Pemohon merupakan tiga mahasiswa Fakultas Syariah dan Ilmu Hukum UIN Sayyid Ali Rahmatullah, Tulungagung, Jawa Timur, yakni Adam Imam Hamdana, Wianda Julita Maharani, dan Adinia Ulva Maharani.
MK menyatakan Pasal 426 ayat (1) huruf b UU Pemilu bertentangan dengan UUD NRI Tahun 1945 dan tidak mempunyai kekuatan hukum mengikat secara bersyarat sepanjang tidak dimaknai "Mengundurkan diri karena mendapat penugasan dari negara untuk menduduki jabatan yang tidak melalui pemilihan umum".
Pembina Perkumpulan untuk Pemilu dan Demokrasi (Perludem) Titi Anggraini menjelaskan bahwa implikasi dari putusan MK tersebut adalah calon terpilih tidak boleh sembarangan mengundurkan diri dengan alasan maju di pemilihan kepala daerah (pilkada).
"Menggunakan logika Putusan ini, maka partai juga tidak boleh sembarangan memecat caleg terpilih dari keanggotaan partai dan menggantinya dengan caleg lainnya (favorit elite) karena alasan yang tidak beralasan secara hukum atau sewenang-wenang," tulis Titi di akun X-nya @titianggraini, Jumat (21/3/2025).

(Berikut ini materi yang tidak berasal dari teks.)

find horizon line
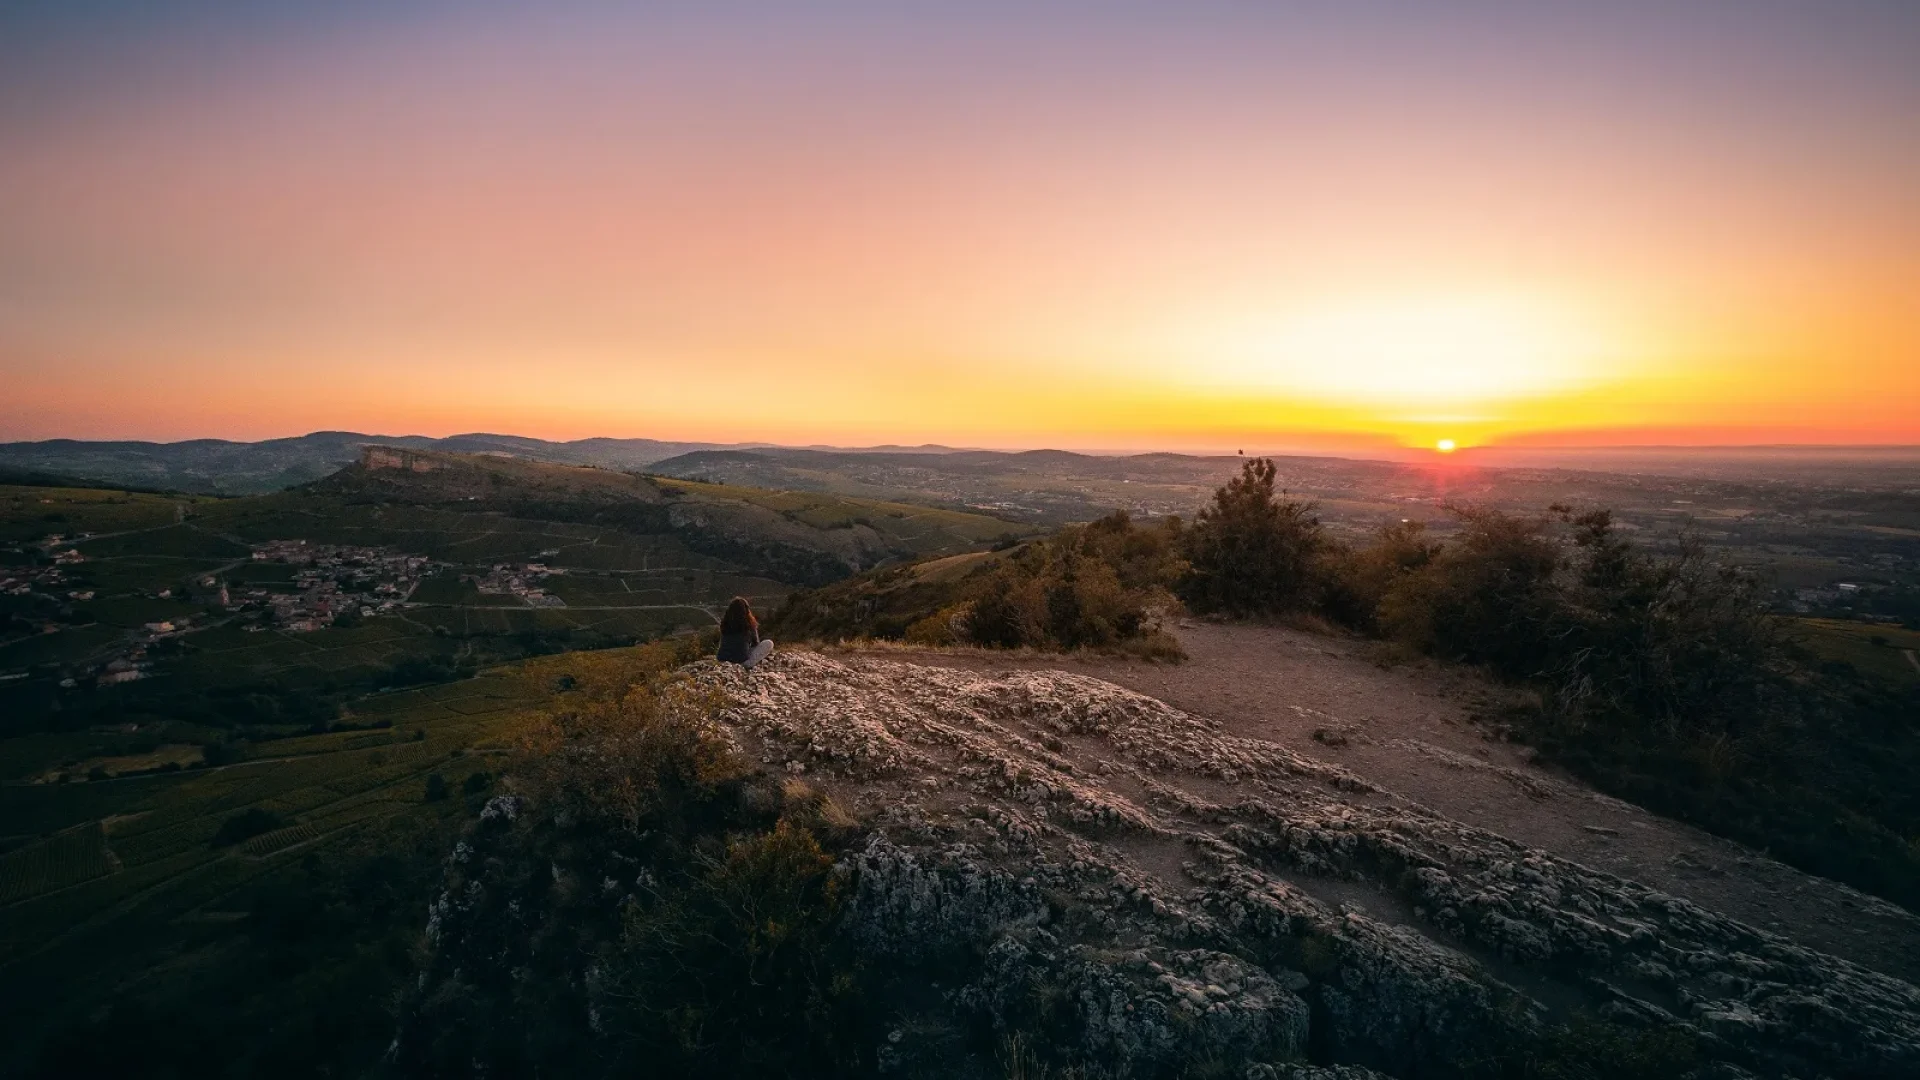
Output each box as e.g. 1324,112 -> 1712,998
4,428 -> 1920,459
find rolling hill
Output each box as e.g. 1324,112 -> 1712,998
0,431 -> 747,495
310,446 -> 1030,585
1,450 -> 1032,734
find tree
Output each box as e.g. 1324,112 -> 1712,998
1378,506 -> 1563,678
1177,458 -> 1327,616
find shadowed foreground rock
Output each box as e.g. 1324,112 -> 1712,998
416,651 -> 1920,1078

Menurut MK, relasi antara parpol dan caleg bersifat simbiosis mutualistis yang tidak seharusnya mengorbankan suara pemilih semata-mata untuk kepentingan caleg terpilih maupun kepentingan parpol.
"Untuk itulah, sejak awal penjaringan caleg yang diikuti dengan penyusunan daftar calon sementara, kemudian penyusunan daftar calon tetap, partai politik seyogianya memiliki strategi politik yang menghitung dan mempertimbangkan penghargaan terhadap suara rakyat yang menjadi pemilih," kata Hakim Konstitusi Arsul Sani.
MK menyatakan bahwa parpol perlu memilah dan memilih kader, figur, atau tokoh yang dianggap cocok menduduki jabatan legislatif maupun jabatan eksekutif di tingkat daerah. Dengan begitu, mereka yang dipersiapkan sebagai caleg seharusnya berbeda dengan yang dipersiapkan sebagai calon kepala/wakil kepala daerah.
"Kader atau figur yang sebetulnya berkeinginan menjadi calon kepala daerah, tetapi tetap diajukan sebagai caleg hanya akan menggunakan partai politik atau gabungan partai politik sebagai kendaraan politik untuk mewujudkan cita-cita menjadi calon kepala daerah tanpa mempedulikan suara pemilih," ucap Arsul.